Examining regional significance, earthworms play a pivotal role in Sub-Saharan Africa, responsible for one-tenth of cereal grain crops and slightly over 3% of legume crops. Latin America and the Caribbean also witness substantial contributions, accounting for 8% of cereals and 3.1% of legumes. In South-Eastern Asia, their importance lies in cereal grain growth, making up 7.4%.
Analyzing regional yields, the most substantial contribution of earthworms occurs in Eastern/South-Eastern Asia and Europe, totaling 40 million metric tons of cereal grains. This is likely attributed to the high earthworm populations in these regions, which also boast greater cereal production and more cultivated land. While contributions are comparatively lower in Sub-Saharan Africa (3 million metric tons) and Latin America (22 million metric tons), they remain indispensable for ensuring food security.
The authors go on to say, “Our results are encouraging and suggest significant potential to enhance agricultural productivity via improved management of soil biological communities.”

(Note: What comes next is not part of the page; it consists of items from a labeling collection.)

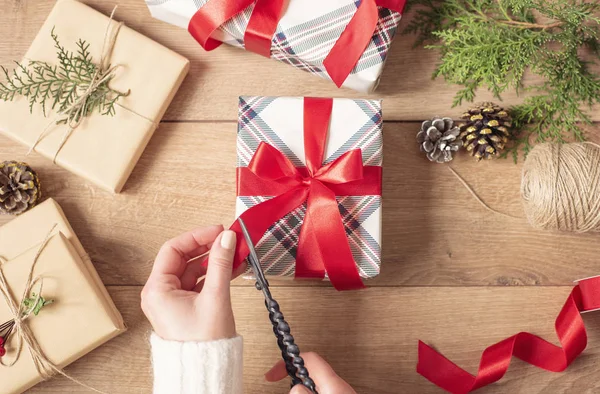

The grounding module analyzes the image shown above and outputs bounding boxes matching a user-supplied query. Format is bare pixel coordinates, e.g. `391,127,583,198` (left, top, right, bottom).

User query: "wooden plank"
31,287,600,394
0,0,600,120
0,123,598,286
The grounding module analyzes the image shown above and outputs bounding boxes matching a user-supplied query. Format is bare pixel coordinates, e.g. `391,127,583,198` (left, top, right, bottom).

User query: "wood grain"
31,287,600,394
0,0,600,394
0,122,598,286
0,0,600,120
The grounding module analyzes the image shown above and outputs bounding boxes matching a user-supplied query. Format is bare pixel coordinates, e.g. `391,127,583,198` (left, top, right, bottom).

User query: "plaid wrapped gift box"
236,97,382,279
146,0,404,93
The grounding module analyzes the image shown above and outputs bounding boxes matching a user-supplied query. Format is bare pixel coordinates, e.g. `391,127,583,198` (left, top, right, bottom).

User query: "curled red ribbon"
231,97,381,290
417,277,600,394
188,0,406,87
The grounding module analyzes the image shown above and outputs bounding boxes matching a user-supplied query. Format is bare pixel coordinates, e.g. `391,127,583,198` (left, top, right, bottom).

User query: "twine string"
0,224,107,394
521,142,600,233
27,6,127,164
448,167,521,219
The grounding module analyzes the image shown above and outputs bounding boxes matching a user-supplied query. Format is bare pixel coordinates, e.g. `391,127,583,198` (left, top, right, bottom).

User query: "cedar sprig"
0,29,129,123
405,0,600,160
23,293,54,316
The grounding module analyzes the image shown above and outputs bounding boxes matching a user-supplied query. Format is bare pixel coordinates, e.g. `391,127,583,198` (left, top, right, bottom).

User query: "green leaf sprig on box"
405,0,600,160
0,29,129,124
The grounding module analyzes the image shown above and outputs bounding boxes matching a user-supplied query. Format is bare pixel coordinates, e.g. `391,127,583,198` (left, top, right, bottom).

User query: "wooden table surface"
0,0,600,394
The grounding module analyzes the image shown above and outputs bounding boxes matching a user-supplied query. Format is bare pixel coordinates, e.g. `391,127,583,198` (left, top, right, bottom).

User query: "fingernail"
221,230,236,250
290,384,310,394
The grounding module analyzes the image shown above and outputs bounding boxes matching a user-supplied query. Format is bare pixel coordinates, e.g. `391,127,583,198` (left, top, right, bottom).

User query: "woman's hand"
142,226,245,342
265,353,356,394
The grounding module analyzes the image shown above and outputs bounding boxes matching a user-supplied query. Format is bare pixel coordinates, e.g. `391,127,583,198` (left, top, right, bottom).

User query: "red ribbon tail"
296,179,365,290
417,277,600,393
230,187,308,269
417,341,475,394
244,0,284,57
188,0,254,51
323,0,379,88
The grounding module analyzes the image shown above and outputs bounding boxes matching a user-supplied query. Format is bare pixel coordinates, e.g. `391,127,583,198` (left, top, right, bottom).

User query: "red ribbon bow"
188,0,406,87
417,277,600,394
231,97,382,290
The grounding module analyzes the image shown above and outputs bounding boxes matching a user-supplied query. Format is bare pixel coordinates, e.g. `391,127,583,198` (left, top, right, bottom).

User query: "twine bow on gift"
231,97,382,290
0,224,106,394
188,0,406,87
27,6,129,164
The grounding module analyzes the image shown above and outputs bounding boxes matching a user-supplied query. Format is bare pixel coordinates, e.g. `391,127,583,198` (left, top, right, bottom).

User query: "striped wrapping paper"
146,0,401,93
236,97,383,278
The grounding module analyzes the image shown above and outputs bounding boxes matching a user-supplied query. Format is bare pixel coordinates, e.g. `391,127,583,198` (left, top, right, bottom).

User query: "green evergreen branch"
23,293,54,316
405,0,600,157
0,29,129,123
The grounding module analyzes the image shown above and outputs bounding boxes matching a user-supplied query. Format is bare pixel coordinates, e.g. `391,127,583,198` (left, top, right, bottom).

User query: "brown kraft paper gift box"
0,199,125,394
0,0,189,193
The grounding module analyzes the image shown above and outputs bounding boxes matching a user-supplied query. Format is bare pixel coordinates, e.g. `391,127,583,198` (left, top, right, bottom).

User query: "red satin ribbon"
417,277,600,394
188,0,406,87
231,97,381,290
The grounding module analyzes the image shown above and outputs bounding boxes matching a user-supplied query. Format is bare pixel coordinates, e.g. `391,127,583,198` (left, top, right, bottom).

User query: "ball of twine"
521,143,600,233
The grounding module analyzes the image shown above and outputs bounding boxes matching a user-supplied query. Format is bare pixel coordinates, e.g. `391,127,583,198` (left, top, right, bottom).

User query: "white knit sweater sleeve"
150,334,243,394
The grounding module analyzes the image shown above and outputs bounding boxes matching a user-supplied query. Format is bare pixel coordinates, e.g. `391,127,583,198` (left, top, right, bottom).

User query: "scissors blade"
238,218,269,288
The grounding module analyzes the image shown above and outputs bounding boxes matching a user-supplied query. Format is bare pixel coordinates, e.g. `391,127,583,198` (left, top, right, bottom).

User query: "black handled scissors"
238,218,317,394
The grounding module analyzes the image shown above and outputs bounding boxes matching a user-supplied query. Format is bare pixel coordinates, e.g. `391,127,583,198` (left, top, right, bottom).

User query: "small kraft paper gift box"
232,97,383,290
146,0,405,93
0,200,125,394
0,0,189,193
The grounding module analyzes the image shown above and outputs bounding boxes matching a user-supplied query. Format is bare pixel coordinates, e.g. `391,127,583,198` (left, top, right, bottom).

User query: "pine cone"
417,117,460,163
0,161,42,215
460,102,511,160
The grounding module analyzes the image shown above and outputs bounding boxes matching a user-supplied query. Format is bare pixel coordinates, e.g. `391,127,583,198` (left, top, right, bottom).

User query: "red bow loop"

This groundbreaking study marks the first attempt to quantify the global significance of earthworms in agriculture and nutrition. Earthworms annually contribute 140 million metric tons to legume and cereal production, particularly in soils with lower pH and higher clay content, where fertilizer use is minimal.
The scientists adopted a conservative approach, acknowledging the potential underestimation of these small animals’ contribution. Many of the experiments they examined were brief and lacked assessments of long-term effects, such as protection against erosion.
The team highlighted that while the relationship between earthworms and agriculture is well-explored in Europe and North America, there is limited knowledge in Africa and Asia. There may also be an underestimation of earthworm abundance, impacting the study’s results, and providing fertile ground for further scientific exploration. The study highlights the need to explore the roles of other soil organisms.
Regardless of these promising results, scientists caution against interpreting them as a justification for releasing earthworms into areas where they are scarce, as this could have adverse effects. Instead, they advocate for ongoing promotion and research of agroecological management practices that enhance biological communities in the soil, including earthworms. These practices contribute to safeguarding soil biodiversity and promoting sustainable agriculture and resilient ecosystems.
“Instead, we suggest investment in continued research and promotion of agroecological management practices that enhance entire soil biological communities, including earthworms, so as to support a whole range of ecosystem services that contribute to the long-term sustainability and resilience of agriculture,” the authors note.